Tuesday, March 17, 2020

Proof-of-Stake In Practice

At the most abstract level, the work of Eric Budish, Raphael Auer, Joshua Gans and Neil Gandal is obvious. A blockchain is secure only if the value to be gained by an attack is less than the cost of mounting it. These papers all assume that actors are "economically rational", driven by the immediate monetary bottom line, but this isn't always true in the real world. As I wrote when commenting on Gans and Gandal:
As we see with Bitcoin's Lightning Network, true members of the cryptocurrency cult are not concerned that the foregone interest on capital they devote to making the system work is vastly greater than the fees they receive for doing so. The reason is that, as David Gerard writes, they believe that "number go up". In other words, they are convinced that the finite supply of their favorite coin guarantees that its value will in the future "go to the moon", providing capital gains that vastly outweigh the foregone interest.
Follow me below the fold for a discussion of a recent attack on a Proof-of-Stake blockchain that wasn't motivated by the immediate monetary bottom line.

Steem was one of the efforts to decentralize the Web discussed in the MIT report: They pointed out that:
Right now, the distribution of SP across users in the system is very unequal -- more than 90% of SP tokens are held by less than 2% of account holders in the system. This immense disparity in voting power complicates Steemit’s narrative around democratized content curation -- it means that a very small number of users are extremely influential and that the vast majority of users’ votes are virtually inconsequential.
Now this has proven true. David Gerard reports that:
Distributed Proof-of-Stake leaves your blockchain open to takeover bids — such as when Justin Sun of TRON tried to take over the Steem blockchain, by enlisting exchanges such as Binance to pledge their holdings to his efforts.
Gerard links to Yulin's Cheng's Tron takeover? Steem community in uproar as crypto exchanges back reversal of blockchain governance soft fork, a detailed account of events. First:
On Feb. 14, Steemit entered into a "strategic partnership" with Tron that saw Steemit's chairman declare on social media that he had sold Steemit to [Justin Sun]," referring to Tron's founder.
The result was that:
Concerns that Tron might possess too much power over the network resulted in a move by the Steem community on Feb. 24 to implement a soft fork. The soft fork deactivated the voting power of a large number of tokens owned by TRON and Steemit.
That was soft fork 2.22. One week later, on March 2nd, Tron arranged for exchanges, including Huobi, Binance and Poloniex, to stake tokens they held on behalf of their customers in a 51% attack:
According to the list of accounts powered up on March. 2, the three exchanges collectively put in over 42 million STEEM Power (SP).

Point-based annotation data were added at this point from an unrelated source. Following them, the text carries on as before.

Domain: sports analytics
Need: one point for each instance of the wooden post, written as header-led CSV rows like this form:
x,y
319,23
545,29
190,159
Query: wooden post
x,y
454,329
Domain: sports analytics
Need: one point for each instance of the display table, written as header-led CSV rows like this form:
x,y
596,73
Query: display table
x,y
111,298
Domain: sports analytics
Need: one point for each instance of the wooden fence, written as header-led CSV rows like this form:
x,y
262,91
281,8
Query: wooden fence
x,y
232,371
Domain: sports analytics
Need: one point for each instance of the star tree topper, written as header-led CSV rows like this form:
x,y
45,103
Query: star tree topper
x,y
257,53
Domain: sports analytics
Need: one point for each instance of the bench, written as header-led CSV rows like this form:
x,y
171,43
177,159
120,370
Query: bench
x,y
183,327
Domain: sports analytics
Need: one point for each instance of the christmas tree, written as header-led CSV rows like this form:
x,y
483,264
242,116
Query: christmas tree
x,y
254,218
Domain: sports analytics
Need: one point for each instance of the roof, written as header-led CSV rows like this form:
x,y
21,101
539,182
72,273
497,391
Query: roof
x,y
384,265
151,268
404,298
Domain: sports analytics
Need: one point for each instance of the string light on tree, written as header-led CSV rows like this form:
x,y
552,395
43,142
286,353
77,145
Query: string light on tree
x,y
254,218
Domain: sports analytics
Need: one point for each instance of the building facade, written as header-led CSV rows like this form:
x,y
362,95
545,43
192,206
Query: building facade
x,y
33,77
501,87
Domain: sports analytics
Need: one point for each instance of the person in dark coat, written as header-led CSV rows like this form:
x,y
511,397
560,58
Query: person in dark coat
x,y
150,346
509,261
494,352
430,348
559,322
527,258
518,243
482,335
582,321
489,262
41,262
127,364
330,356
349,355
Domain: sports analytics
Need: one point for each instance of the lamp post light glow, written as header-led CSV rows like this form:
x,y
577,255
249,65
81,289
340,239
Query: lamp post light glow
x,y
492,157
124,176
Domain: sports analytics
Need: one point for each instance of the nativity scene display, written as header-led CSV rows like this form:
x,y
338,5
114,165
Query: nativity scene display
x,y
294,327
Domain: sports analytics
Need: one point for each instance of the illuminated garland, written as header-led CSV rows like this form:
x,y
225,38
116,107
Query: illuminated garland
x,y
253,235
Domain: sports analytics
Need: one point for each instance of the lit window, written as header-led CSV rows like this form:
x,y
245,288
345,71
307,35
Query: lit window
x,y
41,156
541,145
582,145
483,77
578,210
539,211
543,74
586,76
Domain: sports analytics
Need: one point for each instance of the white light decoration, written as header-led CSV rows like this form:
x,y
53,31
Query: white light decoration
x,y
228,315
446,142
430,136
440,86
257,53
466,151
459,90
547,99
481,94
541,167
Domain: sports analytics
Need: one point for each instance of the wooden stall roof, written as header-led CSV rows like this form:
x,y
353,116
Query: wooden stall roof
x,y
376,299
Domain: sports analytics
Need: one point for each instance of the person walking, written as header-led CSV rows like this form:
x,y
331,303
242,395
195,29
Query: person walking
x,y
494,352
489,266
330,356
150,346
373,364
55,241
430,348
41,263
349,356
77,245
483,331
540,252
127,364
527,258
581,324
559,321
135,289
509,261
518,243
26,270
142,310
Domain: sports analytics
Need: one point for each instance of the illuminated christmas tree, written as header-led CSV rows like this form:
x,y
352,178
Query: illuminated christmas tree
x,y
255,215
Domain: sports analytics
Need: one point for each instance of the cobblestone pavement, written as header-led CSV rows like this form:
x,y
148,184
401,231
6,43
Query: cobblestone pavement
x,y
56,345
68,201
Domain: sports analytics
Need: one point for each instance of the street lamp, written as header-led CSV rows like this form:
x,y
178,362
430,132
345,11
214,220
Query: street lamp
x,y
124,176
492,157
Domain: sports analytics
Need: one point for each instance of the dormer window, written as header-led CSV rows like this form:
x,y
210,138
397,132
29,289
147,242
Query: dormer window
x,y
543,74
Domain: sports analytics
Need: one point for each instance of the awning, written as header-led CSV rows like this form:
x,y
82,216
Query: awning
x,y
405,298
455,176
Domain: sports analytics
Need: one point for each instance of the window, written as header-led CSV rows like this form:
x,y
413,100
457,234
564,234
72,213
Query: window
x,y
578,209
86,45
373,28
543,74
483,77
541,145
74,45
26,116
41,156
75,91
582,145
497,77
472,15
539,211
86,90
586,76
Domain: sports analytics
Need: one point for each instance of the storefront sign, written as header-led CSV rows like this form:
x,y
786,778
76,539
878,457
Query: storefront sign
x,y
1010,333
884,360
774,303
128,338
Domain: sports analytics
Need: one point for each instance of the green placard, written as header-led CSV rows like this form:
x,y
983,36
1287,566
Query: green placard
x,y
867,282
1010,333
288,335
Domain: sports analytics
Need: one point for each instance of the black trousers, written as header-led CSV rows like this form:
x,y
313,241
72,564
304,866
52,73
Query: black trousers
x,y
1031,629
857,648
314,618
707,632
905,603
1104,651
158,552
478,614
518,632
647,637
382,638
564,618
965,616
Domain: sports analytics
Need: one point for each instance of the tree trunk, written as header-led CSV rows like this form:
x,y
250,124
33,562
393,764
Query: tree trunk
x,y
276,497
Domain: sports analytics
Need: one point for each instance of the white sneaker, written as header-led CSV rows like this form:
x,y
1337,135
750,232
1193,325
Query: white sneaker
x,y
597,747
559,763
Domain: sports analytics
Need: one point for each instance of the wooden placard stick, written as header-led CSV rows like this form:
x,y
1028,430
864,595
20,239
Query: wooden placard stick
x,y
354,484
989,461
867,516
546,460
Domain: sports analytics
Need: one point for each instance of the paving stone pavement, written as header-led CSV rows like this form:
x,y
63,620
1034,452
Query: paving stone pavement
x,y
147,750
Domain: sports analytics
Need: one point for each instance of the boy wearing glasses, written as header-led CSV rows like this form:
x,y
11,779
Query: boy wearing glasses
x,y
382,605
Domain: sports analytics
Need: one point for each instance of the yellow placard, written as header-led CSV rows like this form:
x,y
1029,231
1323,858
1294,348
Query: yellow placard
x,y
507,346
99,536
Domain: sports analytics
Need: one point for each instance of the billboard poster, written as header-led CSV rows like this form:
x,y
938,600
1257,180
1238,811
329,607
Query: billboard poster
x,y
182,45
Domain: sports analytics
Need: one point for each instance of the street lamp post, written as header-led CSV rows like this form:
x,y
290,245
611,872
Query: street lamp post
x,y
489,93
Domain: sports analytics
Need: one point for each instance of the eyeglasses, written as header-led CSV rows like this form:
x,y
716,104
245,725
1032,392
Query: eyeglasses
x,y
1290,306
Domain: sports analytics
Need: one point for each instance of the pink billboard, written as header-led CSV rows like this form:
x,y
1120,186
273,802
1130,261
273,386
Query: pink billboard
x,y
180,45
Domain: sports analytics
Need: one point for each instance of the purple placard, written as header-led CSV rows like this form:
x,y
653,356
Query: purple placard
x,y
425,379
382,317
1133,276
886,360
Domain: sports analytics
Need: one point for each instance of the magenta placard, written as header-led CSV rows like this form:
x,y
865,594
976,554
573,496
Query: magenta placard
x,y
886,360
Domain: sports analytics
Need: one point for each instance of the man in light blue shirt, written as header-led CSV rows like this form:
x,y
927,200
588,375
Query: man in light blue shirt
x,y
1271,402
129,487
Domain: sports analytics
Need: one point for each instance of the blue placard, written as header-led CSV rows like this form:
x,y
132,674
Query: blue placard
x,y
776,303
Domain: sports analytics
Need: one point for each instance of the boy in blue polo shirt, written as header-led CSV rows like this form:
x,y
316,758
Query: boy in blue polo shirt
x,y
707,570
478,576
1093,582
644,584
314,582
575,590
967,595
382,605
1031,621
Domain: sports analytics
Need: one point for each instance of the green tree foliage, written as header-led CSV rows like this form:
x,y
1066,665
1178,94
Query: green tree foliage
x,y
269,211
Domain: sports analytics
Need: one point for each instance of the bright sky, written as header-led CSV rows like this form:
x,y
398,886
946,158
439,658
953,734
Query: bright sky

With an overwhelming amount of stake, the Steemit team was then able to unilaterally implement hard fork 22.5 to regain their stake and vote out all top 20 community witnesses – server operators responsible for block production – using account @dev365 as a proxy. In the current list of Steem witnesses, Steemit and TRON’s own witnesses took up the first 20 slots.
Although this attack didn't provide Tron with an immediate monetary reward, the long term value of retaining effective control of the blockchain was vastly greater than the cost of staking the tokens. I've been pointing out that the high Gini coefficients of cryptocurrencies means Proof-of-Stake centralizes control of the blockchain in the hands of the whales since 2017's Why Decentralize? quoted Vitalik Buterin pointing out that a realistic scenario was:
In a proof of stake blockchain, 70% of the coins at stake are held at one exchange.
Or in this case three exchanges cooperating.

Apparently, the tokens that soft fork 2.22  blocked from voting were mined before the blockchain went live and retained by Steemit:
"The stake was essentially premined and was always said to be for on-boarding and community building. The witnesses decided to freeze it in an attempt to prevent a hostile takeover of the network,” [@jeffjagoe] told The Block. "But they forgot Justin has a lot of money, and money buys buddies at the exchanges."
Vitalik Buterin commented:
"Apparently Steem DPOS got taken over by big exchanges voting with depositors' funds," he tweeted. "Seems like the first big instance of a 'de facto bribe attack' on coin voting (the bribe being exchs giving holders convenience and taking their votes."
As Buterin wrote in 2014, Proof-of-Stake turned out to be non-trivial.